New Delhi, Apr 3 (UNI) A public investment of about Rs 1500 crore will be required to make Delhi and NCR a power secure region by 2010, an industry body said.
According to the Associated Chambers of Commerce and Industry of India (Assocham), the gap between availability of assured power and that of its requirement, will be 1600 MW from current level of nearly 1300 MW by 2010.
Currently, NCR suffers from power shortages which is estimated to be around 700 MW as against the power shortages of Delhi, which conservatively is calculated at about 600 MW.
The industry body estimates reveal that by 2010, when major event like Commonwealth Games are slated to begin, there are no projects in the central sector expected for commissioning and therefore, the pressure to supply power in Delhi and other parts of NCR will heavily fall on states like Punjab, Himachal, Uttaranchal and even Northern Eastern region of the country.
''The future of Delhi and NCR becoming a power surplus region will remain a distant dream as nearly 1000 MW gas based Bawana project, Pragati expansion of over 350 MW in Delhi and Dadri expansion in Uttar Pradesh will not be completed before 2012, and therefore, states like Uttar Pradesh, Haryana and Delhi will have to think in terms of putting up power plants with short gestation period so that the power requirement of Delhi is meted out,'' Secretary General (Assocham) D S Rawat said.
Mr Rawat added that by 2012, as the three projects will be commissioned namely that of Bawana, Pragati and Dadri expansion, the NCR region will have some relief but to meet its immediate requirement, a minimum public investment of Rs 1500 crore would be needed which should go into small power plants which can be commissioned in next two years, having capacities ranging from 50 MW to 150 MW.
The key factors put forward by Assocham which will consume future power demand by 2010 in the NCR comprise, 24 hours essential power for the Metros, creation of new townships, Rs 1800 crore annual loss due to power thefts, 70 lakh population and large number of industrial units, hospitals, schools, BPOs, multiplexes etc.
''The maximum power shortage within NCR will be seen in the Ghaziabad, Greater Noida, Noida and Faridabad in view of the fact that in these regions real estate development is taking place at faster pace with over 250 new satellite townships likely to come up including an international airport at Greater Noida,'' a statement said.
In the NCR, the year-on-year demand is growing between 15-25 per cent as the region is witnessing faster upgradation and modernisation of its existing power stations including other infrastructure facilities.
''Therefore, the government concern will remain under heavy pressure to cull investment from planned allocations as private sector in particular, is unlikely to pour in its capital for building even captive power plants.
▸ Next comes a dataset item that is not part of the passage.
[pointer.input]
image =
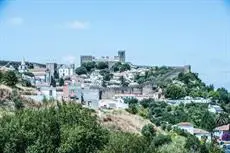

Thus, it would be the prime responsibility of the state to organize for public money for processing power to the extent of 300 MW,'' the statement added.
Currently, the capital on an average, faces power shortage to the extent of 600 MW as against 700 MW of the entire NCR comprising Ghaziabad, Faridabad, part of Gurgaon etc.
''The Ghaziabad region is the worst in the entire NCR as it faces shortages to the extent of over 300 MW as against 150 MW of Noida and about 100 MW of Faridabad. Gurgaon also faces power shortages but not to the extent as happens for Noida and Ghaziabad,'' Mr Rawat said.